Re: University Degree or CISSP

[Mark Teicher <mht3 () earthlink net>]

> > comments inserted

-----Original Message-----
From: techlists () securityfocus com, at () securityfocus com, comcast () securityfocus com, 
        dot () securityfocus com, net () securityfocus com
Sent: Sep 2, 2005 5:19 PM
To: security-basics () securityfocus com
Subject: Re: University Degree or CISSP

Like anything, it depends. 

If you work for someone that sells your services to someone else, i.e. like a government contractor, the degree is 
almost mandatory. From the employers point of view, they can charge more for you depending on your educational level. 
The way salary range levels are calculated almost always take into account your educational level.

> > Actually not true, some people with a very slick bio and NSA IAM certification can probably expect to receive a a 
> > salary in the high 6 digit arena, those with more advanced degrees and can prove they have obtained certain level of 
> > certification in a particular product area (i.e. CCIE), with hands-on experience in the field can expect more.  
> > Those without degrees but have earned the street cred via publishing proof of concepts or exploits can be observed 
> > earning that kind of mind also.  It sometimes helps if you attended a certain southern tech college, and had some 
> > good business sense.


It's not that having the bachelors degree is such a great plus; it's just that having anything less is considered a 
negative because the bachelors is just assumed.

> > Actually, not true, in the dot-com era, if you knew how to market your product and services really really well, one 
> > could be very successful, in today's economy, it is not what you know, it is who you know.

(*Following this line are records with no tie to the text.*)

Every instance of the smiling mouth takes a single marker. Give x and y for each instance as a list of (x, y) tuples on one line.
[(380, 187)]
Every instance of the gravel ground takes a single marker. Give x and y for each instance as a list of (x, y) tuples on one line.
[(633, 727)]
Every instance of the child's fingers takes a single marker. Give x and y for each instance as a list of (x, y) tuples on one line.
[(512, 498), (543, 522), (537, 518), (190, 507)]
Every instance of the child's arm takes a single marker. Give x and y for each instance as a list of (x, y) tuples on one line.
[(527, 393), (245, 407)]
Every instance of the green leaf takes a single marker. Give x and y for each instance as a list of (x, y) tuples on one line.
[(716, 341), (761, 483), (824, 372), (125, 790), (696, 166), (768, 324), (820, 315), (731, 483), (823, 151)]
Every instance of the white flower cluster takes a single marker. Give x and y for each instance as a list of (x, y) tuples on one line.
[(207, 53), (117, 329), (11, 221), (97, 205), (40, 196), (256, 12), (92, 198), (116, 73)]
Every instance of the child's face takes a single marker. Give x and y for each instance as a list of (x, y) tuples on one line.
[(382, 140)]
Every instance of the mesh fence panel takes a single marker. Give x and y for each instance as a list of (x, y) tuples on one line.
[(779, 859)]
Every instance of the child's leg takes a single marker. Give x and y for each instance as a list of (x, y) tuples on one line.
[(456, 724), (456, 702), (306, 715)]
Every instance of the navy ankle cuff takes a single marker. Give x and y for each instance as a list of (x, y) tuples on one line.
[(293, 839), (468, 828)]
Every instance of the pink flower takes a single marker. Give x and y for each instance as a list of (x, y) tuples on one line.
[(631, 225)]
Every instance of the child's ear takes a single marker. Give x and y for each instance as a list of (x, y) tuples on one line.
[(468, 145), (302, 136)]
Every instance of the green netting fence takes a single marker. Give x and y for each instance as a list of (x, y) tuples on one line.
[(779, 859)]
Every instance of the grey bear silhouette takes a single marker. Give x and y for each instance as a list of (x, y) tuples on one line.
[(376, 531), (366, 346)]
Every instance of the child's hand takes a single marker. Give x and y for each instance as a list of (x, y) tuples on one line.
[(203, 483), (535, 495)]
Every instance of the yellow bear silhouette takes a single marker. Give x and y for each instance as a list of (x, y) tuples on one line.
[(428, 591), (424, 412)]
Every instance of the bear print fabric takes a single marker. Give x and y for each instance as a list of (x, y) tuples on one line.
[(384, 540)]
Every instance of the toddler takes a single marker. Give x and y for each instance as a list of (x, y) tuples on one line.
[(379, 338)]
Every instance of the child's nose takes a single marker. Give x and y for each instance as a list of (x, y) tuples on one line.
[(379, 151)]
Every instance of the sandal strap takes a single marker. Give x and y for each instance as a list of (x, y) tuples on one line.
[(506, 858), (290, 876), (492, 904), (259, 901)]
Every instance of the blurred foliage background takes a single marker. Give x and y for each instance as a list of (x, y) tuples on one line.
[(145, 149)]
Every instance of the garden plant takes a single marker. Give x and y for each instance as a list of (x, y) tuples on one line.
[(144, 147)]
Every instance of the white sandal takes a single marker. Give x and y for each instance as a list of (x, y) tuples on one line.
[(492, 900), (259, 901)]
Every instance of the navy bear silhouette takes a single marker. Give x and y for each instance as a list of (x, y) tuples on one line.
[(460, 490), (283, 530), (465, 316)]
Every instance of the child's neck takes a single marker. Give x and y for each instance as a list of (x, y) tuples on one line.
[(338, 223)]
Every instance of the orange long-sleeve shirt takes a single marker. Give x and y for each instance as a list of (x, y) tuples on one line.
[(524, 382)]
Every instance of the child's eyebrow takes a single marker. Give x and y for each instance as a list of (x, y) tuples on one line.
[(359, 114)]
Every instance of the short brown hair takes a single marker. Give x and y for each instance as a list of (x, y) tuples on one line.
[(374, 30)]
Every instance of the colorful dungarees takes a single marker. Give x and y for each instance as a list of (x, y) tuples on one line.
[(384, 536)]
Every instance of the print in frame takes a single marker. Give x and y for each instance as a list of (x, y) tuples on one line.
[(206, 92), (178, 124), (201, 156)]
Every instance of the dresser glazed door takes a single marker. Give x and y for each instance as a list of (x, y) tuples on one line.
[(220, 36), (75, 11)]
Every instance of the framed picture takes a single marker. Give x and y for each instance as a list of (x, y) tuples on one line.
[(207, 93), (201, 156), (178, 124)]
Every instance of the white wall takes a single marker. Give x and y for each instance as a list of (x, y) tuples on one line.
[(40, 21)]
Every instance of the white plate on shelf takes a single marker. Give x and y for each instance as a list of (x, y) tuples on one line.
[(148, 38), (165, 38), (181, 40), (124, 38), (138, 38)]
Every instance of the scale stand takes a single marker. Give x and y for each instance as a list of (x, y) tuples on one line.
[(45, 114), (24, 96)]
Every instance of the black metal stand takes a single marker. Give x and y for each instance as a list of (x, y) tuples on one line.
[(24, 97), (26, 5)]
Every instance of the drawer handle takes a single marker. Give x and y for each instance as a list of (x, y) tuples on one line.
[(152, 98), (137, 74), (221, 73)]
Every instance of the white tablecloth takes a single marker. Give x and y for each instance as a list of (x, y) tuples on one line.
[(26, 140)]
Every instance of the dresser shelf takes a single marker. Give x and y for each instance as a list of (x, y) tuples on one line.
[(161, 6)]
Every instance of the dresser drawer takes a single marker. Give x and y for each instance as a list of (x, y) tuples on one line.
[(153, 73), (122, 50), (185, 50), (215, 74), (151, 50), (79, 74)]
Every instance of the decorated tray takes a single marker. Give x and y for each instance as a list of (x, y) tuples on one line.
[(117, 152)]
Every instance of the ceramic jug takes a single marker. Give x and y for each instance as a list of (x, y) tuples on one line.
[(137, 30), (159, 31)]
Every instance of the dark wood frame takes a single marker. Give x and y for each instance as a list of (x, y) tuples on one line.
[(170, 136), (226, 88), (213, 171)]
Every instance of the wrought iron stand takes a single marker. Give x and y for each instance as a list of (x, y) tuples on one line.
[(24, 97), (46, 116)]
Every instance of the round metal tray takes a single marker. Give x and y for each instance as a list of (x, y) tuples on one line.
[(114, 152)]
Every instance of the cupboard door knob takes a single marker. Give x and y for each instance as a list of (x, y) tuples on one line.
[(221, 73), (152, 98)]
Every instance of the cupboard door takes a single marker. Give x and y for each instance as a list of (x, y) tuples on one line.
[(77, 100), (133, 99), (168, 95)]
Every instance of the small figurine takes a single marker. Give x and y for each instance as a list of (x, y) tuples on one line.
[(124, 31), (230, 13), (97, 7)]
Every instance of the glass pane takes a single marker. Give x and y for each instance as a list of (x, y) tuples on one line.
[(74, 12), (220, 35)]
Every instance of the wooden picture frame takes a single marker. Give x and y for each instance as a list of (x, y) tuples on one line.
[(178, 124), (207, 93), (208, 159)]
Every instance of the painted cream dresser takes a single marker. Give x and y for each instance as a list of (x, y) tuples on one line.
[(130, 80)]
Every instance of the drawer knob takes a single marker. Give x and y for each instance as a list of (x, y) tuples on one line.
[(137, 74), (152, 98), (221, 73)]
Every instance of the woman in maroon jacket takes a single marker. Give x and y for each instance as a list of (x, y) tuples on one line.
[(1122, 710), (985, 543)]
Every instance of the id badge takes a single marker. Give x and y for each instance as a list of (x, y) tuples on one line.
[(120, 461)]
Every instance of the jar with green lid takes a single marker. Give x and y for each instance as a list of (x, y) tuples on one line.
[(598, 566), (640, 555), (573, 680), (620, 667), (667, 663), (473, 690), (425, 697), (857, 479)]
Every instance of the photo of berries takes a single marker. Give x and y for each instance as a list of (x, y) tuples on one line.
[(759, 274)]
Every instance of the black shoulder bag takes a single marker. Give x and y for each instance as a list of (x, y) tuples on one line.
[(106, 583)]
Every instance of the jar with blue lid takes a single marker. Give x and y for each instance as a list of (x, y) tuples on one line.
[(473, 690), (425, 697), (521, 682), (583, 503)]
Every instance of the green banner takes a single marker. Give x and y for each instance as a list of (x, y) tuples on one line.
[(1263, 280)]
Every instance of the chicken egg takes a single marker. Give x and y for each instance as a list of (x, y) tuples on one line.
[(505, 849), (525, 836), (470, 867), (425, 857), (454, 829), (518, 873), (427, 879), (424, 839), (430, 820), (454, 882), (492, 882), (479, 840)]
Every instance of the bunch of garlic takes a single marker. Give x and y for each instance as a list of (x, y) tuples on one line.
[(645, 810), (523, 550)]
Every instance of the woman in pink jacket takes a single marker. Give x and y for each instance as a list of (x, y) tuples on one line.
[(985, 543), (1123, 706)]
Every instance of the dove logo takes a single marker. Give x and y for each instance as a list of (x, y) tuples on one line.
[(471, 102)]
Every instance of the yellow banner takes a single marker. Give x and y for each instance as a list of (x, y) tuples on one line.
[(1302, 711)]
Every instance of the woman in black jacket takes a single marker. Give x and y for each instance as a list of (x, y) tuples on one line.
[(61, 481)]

The value of a cert also depends on the employer/client. A lot of contracts specifically ask for CISSPs these days. I 
have a CISSP and don't even have such a great impression of the cert (as far as technical depth goes), but got it 
anyway because it does add value to a resume.

> > Not as many as one would think, most look for product specific.  Anyone got Juniper Certifications?  How about 
> > Extreme certifications ?  How about EMC?  If not, Go fish.  It really depends on the organization one is pursuing to 
> > join and what is expected of the employee.  If clear direction is not precisely provided by management or management 
> > is completely mystefied on how to grow a consulting practice beyond a one man cross your heart and pull a rabbit out 
> > the hat type of security consulting company.  

> > Again, it is not what you know, but who you know, and how long before senior management figures out the pattern of 
> > employment is followed by two years of spending, traveling and not landing one gig > 100K in less than a 11 month 
> > time frame.  Don't forget all those alliance deals, gossip and im'ing to former people.  Slurping the ideas of 
> > others and taking claim of ownership is one thing to look for a potential candidate but actually pulling off the 
> > management speak claims is another.

Building a good security practice is tough work, especially with the various talent available today and all those 
credentials, degrees to choose from.  Remember if more than 3 people in the group, split the group to cover the various 
states, always a good morale booster.